Case laws and citations referred

  1. Dalmia Power Ltd. and Another v. Assistant Commissioner of Income-Tax, 2019 INSC 1410 : (2020) 420 ITR 339
  2. General Radio & Appliances Co. Ltd. v. M.A. Khader, 1986 INSC 85 : (1986) 2 SCC 656
  3. Saraswati Industrial Syndicate Ltd. v. CIT, 1990 INSC 266 : 1990 Supp SCC 675
  4. Singer India Limited v. Chander Mohan Chadha and Others, 2004 INSC 447 : (2004) 7 SCC 1
  5. CIT v. Maruti Suzuki (India) Ltd., 2019 INSC 815 : (2020) 18 SCC 331
  6. Religare Finvest Ltd. v. State (NCT of Delhi), 2023 INSC 819 : (2024) 1 SCC 797

Statutes / laws referred

  1. Kerala Agricultural Income Tax Act, 1991
    • Section 2(7) – “Assessee”
    • Section 2(20) – “Person”
    • Section 3 – Charge of agricultural income tax
    • Section 12 – Carry forward of loss
    • Section 48 – Legal representative
    • Section 54 – Succession to business
    • Section 57–60 (generally referred; Section 60 specifically discussed – company in liquidation)
  2. Income Tax Act, 1961
    • Section 72A – Provisions relating to carry forward and set off of accumulated loss and unabsorbed depreciation allowance in amalgamation/demerger etc.
  3. Companies Act, 1956
    • Sections 391, 394, 394-A – Schemes of compromise/arrangement and amalgamation; mandatory notice to Central Government
  4. Companies Act, 2013 (by comparison, in context of Dalmia Power)
    • Section 230(5) – Notice of compromise/arrangement to authorities
  5. Companies (Compromises, Arrangements and Amalgamations) Rules, 2016
    • Rule 8(3) – Notice to authorities, including Income Tax Department
  6. Banking Regulation Act, 1949
    • Section 5(c) – “Banking company” (only incidentally as part of Section 72A text)
  7. Companies Act, 2013
    • Section 2(27) – “Control” (mentioned in the Explanation to Section 72A)
  8. Ministry of Corporate Affairs Circular dated 15.01.2014, F. No. 2/1/2014 (re: seeking IT Department’s comments on amalgamation schemes under Section 394-A, 1956 Act)

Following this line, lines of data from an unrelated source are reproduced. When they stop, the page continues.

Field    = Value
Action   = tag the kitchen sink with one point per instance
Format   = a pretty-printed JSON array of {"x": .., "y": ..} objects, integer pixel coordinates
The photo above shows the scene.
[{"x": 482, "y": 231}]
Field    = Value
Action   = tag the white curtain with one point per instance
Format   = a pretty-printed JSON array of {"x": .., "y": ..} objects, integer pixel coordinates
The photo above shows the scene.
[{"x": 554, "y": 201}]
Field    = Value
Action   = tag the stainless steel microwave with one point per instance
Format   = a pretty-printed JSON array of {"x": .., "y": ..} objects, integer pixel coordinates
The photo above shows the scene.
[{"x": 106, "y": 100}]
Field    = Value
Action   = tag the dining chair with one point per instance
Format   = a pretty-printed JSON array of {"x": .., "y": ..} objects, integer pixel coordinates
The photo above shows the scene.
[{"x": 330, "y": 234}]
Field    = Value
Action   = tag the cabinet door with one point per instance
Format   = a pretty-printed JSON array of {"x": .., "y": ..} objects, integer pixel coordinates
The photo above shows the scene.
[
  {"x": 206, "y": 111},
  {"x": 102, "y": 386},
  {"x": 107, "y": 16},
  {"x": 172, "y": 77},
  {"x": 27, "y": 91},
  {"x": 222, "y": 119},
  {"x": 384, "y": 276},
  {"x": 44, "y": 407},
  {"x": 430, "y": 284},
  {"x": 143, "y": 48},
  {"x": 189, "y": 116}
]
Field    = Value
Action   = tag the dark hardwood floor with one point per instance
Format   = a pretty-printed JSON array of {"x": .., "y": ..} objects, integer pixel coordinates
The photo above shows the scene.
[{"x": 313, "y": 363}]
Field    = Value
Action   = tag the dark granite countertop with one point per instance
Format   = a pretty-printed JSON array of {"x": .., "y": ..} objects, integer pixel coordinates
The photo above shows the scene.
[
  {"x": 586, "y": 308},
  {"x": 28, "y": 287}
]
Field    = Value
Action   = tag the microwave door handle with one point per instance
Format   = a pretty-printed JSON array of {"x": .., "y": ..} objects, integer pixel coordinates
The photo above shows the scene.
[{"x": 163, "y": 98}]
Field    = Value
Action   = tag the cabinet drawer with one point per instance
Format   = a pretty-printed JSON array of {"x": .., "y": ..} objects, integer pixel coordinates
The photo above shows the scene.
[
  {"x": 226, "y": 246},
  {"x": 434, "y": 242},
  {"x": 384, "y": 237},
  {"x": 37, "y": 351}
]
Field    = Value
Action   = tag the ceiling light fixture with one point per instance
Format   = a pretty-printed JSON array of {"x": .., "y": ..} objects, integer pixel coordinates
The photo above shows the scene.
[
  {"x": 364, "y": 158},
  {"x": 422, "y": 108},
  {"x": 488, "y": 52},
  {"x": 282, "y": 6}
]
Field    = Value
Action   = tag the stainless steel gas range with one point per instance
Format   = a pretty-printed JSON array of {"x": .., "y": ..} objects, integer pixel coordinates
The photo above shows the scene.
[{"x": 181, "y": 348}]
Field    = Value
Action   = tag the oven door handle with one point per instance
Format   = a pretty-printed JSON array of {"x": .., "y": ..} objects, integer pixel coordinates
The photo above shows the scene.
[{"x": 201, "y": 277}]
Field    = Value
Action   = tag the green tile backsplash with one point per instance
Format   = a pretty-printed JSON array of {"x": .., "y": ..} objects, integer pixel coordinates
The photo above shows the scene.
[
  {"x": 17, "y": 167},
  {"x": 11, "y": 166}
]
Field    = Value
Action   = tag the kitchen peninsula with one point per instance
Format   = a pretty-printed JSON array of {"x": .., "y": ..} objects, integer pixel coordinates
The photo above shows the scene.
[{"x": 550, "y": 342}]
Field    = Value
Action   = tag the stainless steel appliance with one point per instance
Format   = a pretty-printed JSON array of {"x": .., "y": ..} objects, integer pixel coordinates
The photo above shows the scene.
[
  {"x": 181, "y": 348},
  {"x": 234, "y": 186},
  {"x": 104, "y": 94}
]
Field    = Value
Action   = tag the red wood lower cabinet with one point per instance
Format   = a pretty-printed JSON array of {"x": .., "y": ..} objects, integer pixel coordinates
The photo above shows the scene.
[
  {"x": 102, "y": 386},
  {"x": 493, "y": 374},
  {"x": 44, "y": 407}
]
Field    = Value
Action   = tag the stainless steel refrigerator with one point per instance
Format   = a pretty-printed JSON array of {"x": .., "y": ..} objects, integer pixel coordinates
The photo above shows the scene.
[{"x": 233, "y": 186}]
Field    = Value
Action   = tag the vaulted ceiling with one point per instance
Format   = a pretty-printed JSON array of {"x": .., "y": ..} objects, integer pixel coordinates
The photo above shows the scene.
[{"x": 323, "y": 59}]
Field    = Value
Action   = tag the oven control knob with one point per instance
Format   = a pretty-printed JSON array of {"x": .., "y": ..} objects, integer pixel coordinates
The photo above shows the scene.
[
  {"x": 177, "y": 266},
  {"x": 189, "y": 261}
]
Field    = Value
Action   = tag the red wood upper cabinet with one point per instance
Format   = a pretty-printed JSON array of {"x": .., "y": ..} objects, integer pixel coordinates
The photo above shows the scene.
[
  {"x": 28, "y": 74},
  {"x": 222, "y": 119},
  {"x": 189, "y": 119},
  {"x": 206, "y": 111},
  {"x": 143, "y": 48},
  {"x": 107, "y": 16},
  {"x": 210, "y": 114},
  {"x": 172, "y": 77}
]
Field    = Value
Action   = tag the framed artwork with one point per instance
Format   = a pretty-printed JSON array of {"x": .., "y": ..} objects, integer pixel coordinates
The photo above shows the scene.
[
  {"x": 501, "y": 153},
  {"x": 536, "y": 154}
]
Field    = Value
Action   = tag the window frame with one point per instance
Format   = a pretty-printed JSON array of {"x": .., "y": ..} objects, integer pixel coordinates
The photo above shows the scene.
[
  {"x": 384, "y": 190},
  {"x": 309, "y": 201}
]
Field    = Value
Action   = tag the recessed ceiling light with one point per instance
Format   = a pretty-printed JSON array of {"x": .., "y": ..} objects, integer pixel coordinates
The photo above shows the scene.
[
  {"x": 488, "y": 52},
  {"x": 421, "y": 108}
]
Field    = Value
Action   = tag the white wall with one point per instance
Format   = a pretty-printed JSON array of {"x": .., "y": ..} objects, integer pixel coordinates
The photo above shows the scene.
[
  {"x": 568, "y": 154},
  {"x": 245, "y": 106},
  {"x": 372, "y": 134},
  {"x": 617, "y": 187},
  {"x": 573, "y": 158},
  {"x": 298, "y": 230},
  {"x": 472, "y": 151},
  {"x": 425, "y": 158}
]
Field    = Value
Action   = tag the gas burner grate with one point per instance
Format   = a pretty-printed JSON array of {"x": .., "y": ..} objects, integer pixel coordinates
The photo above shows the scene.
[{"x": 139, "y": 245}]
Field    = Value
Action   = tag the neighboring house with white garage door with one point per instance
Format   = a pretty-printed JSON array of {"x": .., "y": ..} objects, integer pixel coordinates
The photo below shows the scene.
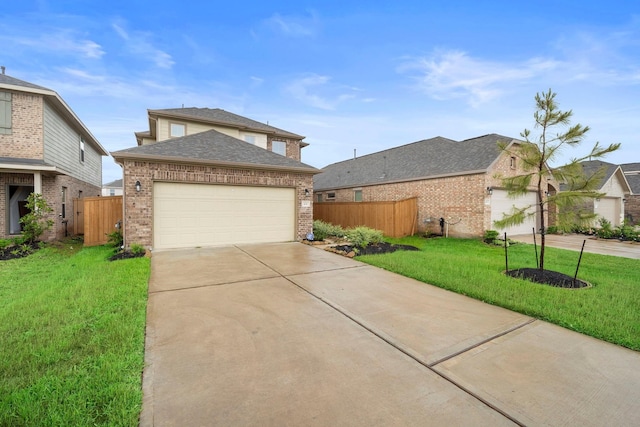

Brief summary (three sentences)


The Supreme Court held that Aspinwall and Co. Ltd., the amalgamated company, could not set off the accumulated agricultural income-tax losses of Pullangode Rubber & Produce Co. Ltd. under the Kerala Agricultural Income Tax Act, 1991, because there is no provision analogous to Section 72A of the Income Tax Act, 1961 permitting such transfer of losses. The Court distinguished Dalmia Power Ltd. on the ground that, in that case, the tax authorities had statutory notice of and did not object to the scheme’s terms, whereas here the State of Kerala was never a necessary notice party under the Companies Act, 1956, so a clause in the amalgamation scheme (Clause 14.2) could not override the Kerala Act. It further noted that, in any event, the losses sought to be set off were beyond the statutory eight‑year limit under Section 12 of the Kerala Act, and the assessee had lost on these factual findings in all forums below.